An undated image supplied Friday Oct. 15, 2010, by publisher Random House, showing former Guantanamo Bay detainee, Australian David Hicks, who was imprisoned for five and half years in the U.S. military detention camp.
An undated image supplied Friday Oct. 15, 2010, by publisher Random House, showing former Guantanamo Bay detainee, Australian David Hicks, who was imprisoned for five and half years in the U.S. military detention camp.

A U.S. military appeals court has overturned the conviction of an Australian man who was held in Guantanamo Bay and found guilty years ago of material support for a terrorist organization. David Hicks has told a news conference in Sydney that he did not intend to seek an official apology or compensation for his five-and-a-half year ordeal in the U.S. prison camp in Cuba.
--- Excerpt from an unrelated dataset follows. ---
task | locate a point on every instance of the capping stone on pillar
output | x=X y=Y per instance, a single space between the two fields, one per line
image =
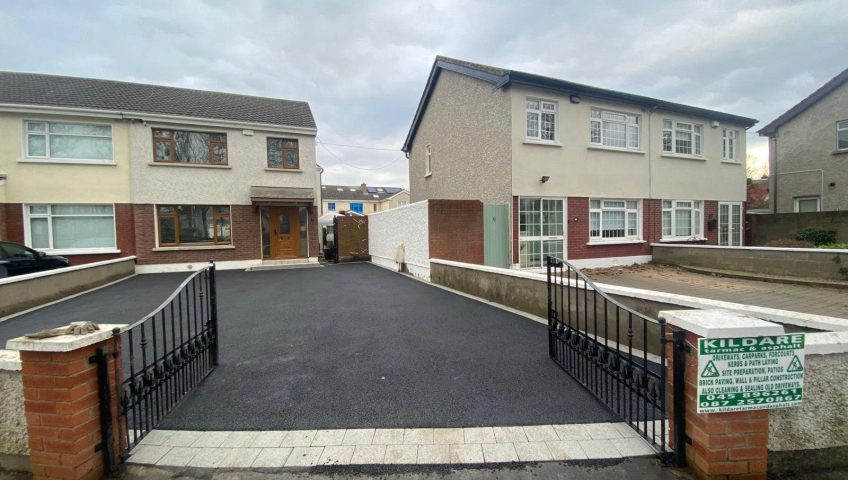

David Hicks was the first person to be convicted at a U.S. war crimes trial since the World War II.

The former kangaroo hunter was captured with Taliban forces in Afghanistan in late 2001. He was held at Guantanamo Bay from January 2002 until May 2007, when he pleaded guilty to providing material support to terrorism. In a plea bargain, all but nine months of his sentence were suspended and he was allowed to return home to Australia, where he was imprisoned until the end of his term behind bars.

On Wednesday, a U.S. military appeals court threw out his conviction because the activity for which he was found guilty did not become a crime until years after he was captured in Afghanistan.
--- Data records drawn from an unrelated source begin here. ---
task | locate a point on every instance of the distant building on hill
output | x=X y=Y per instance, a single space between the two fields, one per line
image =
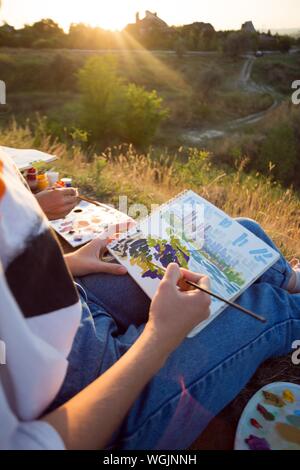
x=248 y=27
x=150 y=23
x=201 y=27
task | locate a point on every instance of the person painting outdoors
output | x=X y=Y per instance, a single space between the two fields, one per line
x=92 y=364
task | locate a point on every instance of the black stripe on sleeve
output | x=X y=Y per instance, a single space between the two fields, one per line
x=39 y=278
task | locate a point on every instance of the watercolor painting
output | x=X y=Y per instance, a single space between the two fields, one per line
x=143 y=252
x=198 y=236
x=88 y=221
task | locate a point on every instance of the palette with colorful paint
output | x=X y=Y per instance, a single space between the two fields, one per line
x=88 y=221
x=271 y=420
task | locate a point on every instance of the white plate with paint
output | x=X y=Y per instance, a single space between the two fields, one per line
x=271 y=420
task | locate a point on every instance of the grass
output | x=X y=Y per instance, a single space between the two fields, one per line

The 39-year old Hicks spoke to the media at a news conference in Sydney on Thursday.

“I am sure no one is surprised by today's long-awaited acknowledgement by the government of the United States of America of my innocence. Even the Australian government has admitted that I committed no crime. It is just unfortunate that because of politics I was subjected to five-and-a-half years of physical and psychological torture that I will now live with always,” said Hicks.

David Hicks has rarely spoken in public and remains a polarizing figure. To some Australians he is a traitor who admitted supporting extremism, while others believe he is a victim of rough justice.
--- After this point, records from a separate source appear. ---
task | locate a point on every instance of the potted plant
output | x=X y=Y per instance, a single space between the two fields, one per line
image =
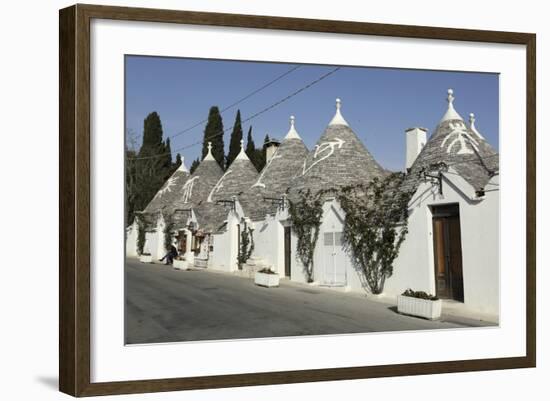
x=266 y=278
x=146 y=258
x=180 y=263
x=419 y=303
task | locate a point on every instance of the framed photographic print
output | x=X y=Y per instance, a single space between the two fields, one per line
x=250 y=200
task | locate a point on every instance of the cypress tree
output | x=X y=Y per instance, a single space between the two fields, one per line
x=167 y=160
x=261 y=154
x=250 y=145
x=214 y=132
x=148 y=175
x=194 y=165
x=235 y=141
x=152 y=136
x=178 y=162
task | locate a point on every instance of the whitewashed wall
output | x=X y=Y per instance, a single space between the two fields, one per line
x=479 y=224
x=269 y=243
x=131 y=240
x=225 y=246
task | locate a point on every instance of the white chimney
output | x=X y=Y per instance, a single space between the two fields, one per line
x=270 y=148
x=416 y=139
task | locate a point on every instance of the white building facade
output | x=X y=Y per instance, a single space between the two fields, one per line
x=452 y=246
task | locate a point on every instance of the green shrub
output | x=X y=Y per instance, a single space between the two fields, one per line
x=420 y=294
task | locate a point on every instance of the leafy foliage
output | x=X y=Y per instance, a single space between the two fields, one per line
x=235 y=140
x=246 y=246
x=375 y=226
x=140 y=236
x=168 y=232
x=147 y=168
x=420 y=294
x=305 y=215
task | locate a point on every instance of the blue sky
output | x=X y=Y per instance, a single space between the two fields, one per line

In 2000, Hicks was in Pakistan, where he trained with the militant group Lashkar-e-Taiba, which was later designated by Washington as a foreign terrorist organization. Hicks traveled to Afghanistan in early 2001 and attended a training camp run by al-Qaida. Following the September 11, 2001 attacks, he was captured in Baghlan, Afghanistan by Northern Alliance fighters and turned over to the United States. He was among the first group of prisoners transferred to Guantanamo Bay.

His father, Terry, who has long campaigned on his son’s behalf, said there will be some Australians who will not accept the court’s decision.

“We are still going to have the people out there that are going to say, ‘who cares whether he has been found not guilty?’ As far as they are concerned he is, but that is their way of going about things. From our point of view the courts have said he is not guilty and that is what we accept and it is a great feeling,” said Hicks.

Australia has been accused in the past of doing little to help one of two of its citizens who were held at Guantanamo Bay. Asked about the overturning of David Hicks’ terror-related conviction, Prime Minister Tony Abbott said the nation should not “fret about an old terrorist threat” but focus on current dangers.